Die mehrtägigen Durchsuchungen von Siemens-Geschäftsräumen sind inzwischen beendet, teilte der Münchner Leitende Oberstaatsanwalt Christian Schmidt-Sommerfeld mit. Über 36 000 Aktenordner mit aktuellem Material und Archivunterlagen wurden demnach beschlagnahmt. Diesen Datenberg wertet nun das Bayerische Landeskriminalamt aus. Doch schon jetzt zeigt sich die gewaltige kriminelle Energie hinter der Affäre.

Zwei weitere Mitarbeiter der Siemens-Kommunikationssparte Com wurden nun festgenommen und befinden sich in Untersuchungshaft. Damit sind in dieser Sparte neben zwei ehemaligen Bereichsvorständen auch je ein Mitarbeiter der internen Revision und des Rechnungswesens in die Affäre verwickelt.

Ein zuvor bestehender Haftbefehl sei gegen Auflagen außer Vollzug gesetzt und ein in Österreich festgenommener Beschuldigter nach Deutschland ausgeliefert worden, teilte die Staatsanwaltschaft mit. Damit befänden sich derzeit sechs Beschuldigte in Untersuchungshaft, deren Vernehmungen andauerten. Die Staatsanwaltschaft geht nach bisherigen Erkenntnissen davon aus, dass sich diese "zu einer Bande zusammengeschlossen haben, um fortgesetzt Untreuehandlungen zum Nachteil der Firma Siemens durch die Bildung schwarzer Kassen im Ausland zu begehen". Der derzeit ermittelte Schaden belaufe sich auf rund 200 Millionen Euro.
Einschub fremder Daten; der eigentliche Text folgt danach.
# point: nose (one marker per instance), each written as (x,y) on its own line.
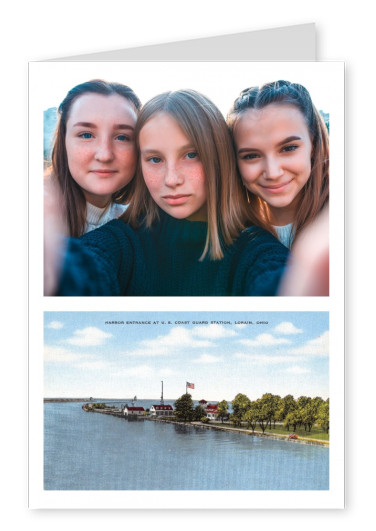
(104,152)
(273,168)
(173,177)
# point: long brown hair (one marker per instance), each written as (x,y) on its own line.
(202,122)
(73,196)
(315,193)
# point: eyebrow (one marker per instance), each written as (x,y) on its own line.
(93,126)
(285,141)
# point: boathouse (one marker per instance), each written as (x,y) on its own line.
(161,410)
(211,411)
(134,411)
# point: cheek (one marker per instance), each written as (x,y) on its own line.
(77,156)
(248,173)
(129,160)
(152,177)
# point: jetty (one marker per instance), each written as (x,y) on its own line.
(118,412)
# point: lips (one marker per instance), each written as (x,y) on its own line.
(177,199)
(104,173)
(276,188)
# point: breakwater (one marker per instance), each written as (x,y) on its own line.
(116,412)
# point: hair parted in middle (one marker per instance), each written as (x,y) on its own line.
(315,193)
(204,125)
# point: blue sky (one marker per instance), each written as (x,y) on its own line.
(119,354)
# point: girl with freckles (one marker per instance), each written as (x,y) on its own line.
(282,152)
(94,156)
(184,232)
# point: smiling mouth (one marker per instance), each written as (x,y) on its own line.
(177,199)
(276,188)
(104,173)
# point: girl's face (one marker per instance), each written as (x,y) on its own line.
(172,169)
(273,149)
(100,145)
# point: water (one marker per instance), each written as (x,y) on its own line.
(92,451)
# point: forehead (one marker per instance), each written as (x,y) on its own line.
(163,128)
(272,119)
(93,107)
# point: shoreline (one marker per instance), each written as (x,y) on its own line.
(199,425)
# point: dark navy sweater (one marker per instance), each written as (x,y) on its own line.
(164,260)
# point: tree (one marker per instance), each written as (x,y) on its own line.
(240,404)
(199,413)
(184,408)
(222,410)
(323,416)
(271,405)
(252,415)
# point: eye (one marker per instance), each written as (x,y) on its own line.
(85,136)
(123,138)
(154,160)
(250,156)
(291,147)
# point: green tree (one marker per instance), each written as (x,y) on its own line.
(222,410)
(240,404)
(251,416)
(271,405)
(184,408)
(323,416)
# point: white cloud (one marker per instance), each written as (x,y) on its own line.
(264,359)
(315,347)
(213,331)
(287,328)
(55,325)
(207,358)
(58,354)
(91,365)
(178,338)
(264,340)
(297,370)
(140,370)
(64,355)
(88,337)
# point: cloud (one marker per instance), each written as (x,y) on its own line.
(64,355)
(207,358)
(315,347)
(91,365)
(140,370)
(264,359)
(88,337)
(297,370)
(264,340)
(213,331)
(55,325)
(287,328)
(178,338)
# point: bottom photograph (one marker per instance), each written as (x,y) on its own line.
(186,401)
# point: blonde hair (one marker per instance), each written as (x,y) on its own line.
(315,193)
(202,122)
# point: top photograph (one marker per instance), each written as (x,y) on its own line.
(186,179)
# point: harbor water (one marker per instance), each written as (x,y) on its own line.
(92,451)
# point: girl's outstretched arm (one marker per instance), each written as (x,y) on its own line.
(308,271)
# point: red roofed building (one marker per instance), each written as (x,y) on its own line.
(133,411)
(161,410)
(211,411)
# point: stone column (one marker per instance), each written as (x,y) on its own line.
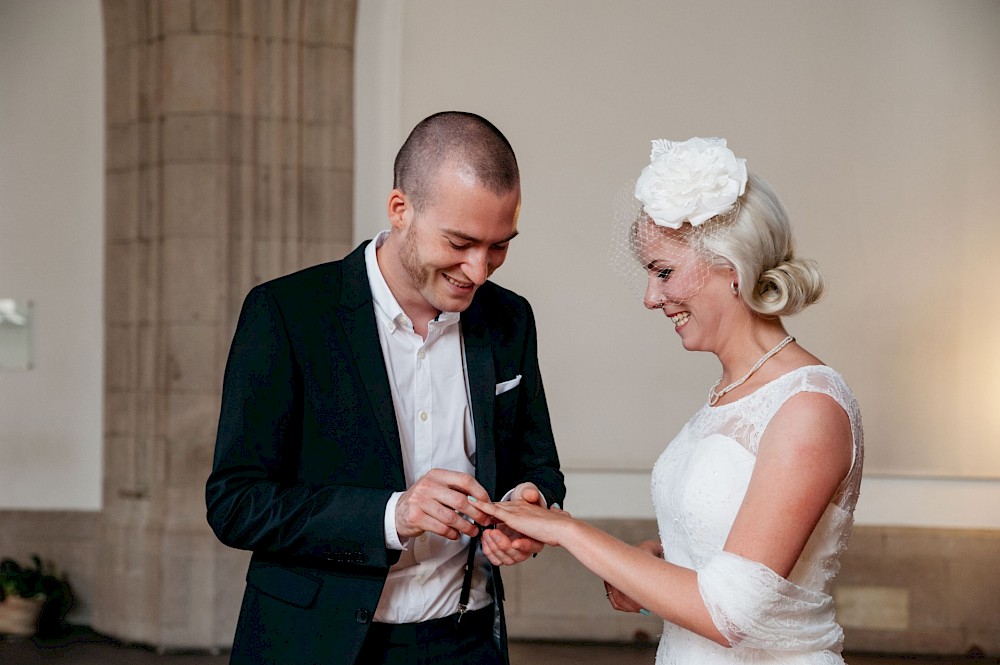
(229,161)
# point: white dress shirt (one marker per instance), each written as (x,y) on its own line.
(427,378)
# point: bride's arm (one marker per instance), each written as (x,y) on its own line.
(804,455)
(663,588)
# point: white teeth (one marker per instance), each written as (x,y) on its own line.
(457,283)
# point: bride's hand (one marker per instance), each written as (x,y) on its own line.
(545,525)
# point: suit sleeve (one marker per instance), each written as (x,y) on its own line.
(255,496)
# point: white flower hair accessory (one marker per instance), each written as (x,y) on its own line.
(690,181)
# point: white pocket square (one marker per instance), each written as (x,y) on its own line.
(508,385)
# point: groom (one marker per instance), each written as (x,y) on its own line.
(365,401)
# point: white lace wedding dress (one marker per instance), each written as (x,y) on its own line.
(698,484)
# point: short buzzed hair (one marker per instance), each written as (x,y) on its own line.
(458,138)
Ursprünglich war von 20 Millionen die Rede gewesen. Was mit dem Geld passiert ist, haben die Ermittler noch nicht herausgefunden. Es lägen keine konkreten Erkenntnisse über den Verbleib dieser immensen Summe vor.

In der Affäre ist nun auch die Auftragsvergabe bei den Olympischen Spielen 2004 in Griechenland ins Zwielicht geraten. Die Staatsanwaltschaft in Athen ermittele wegen des Verdachts auf Unregelmäßigkeiten beim Auftrag für das Sicherheitssystem der Olympischen Sommerspiele, berichtete das "Handelsblatt". Auch in Italien ist die Staatsanwaltschaft einem Bericht zufolge in der Siemens-Affäre aktiv.

Eine Schlüsselfigur bei den Aufträgen für die Olympischen Spiele soll der frühere Leiter des Griechenland-Geschäfts der Sparte Telekommunikation sein. Der Manager habe den Konzern bereits im April verlassen, sagte ein Siemens-Sprecher. Nach Informationen der "Süddeutschen Zeitung" erfolgte die Trennung von dem Manager nach Beginn eines Ermittlungsverfahrens in der Schweiz wegen Geldwäsche und anderer Delikte. In einem Aufhebungsvertrag sei vereinbart worden, gegenseitig keine Ansprüche geltend zu machen. Der ehemalige Griechenland-Chef soll dem Bericht zufolge Zugriff auf Konten in der Schweiz gehabt haben, die die Fahnder dem System der schwarzen Kassen bei Siemens zurechneten. Auf diesen Konten sollen insgesamt bis zu 40 Millionen Euro gelegen haben.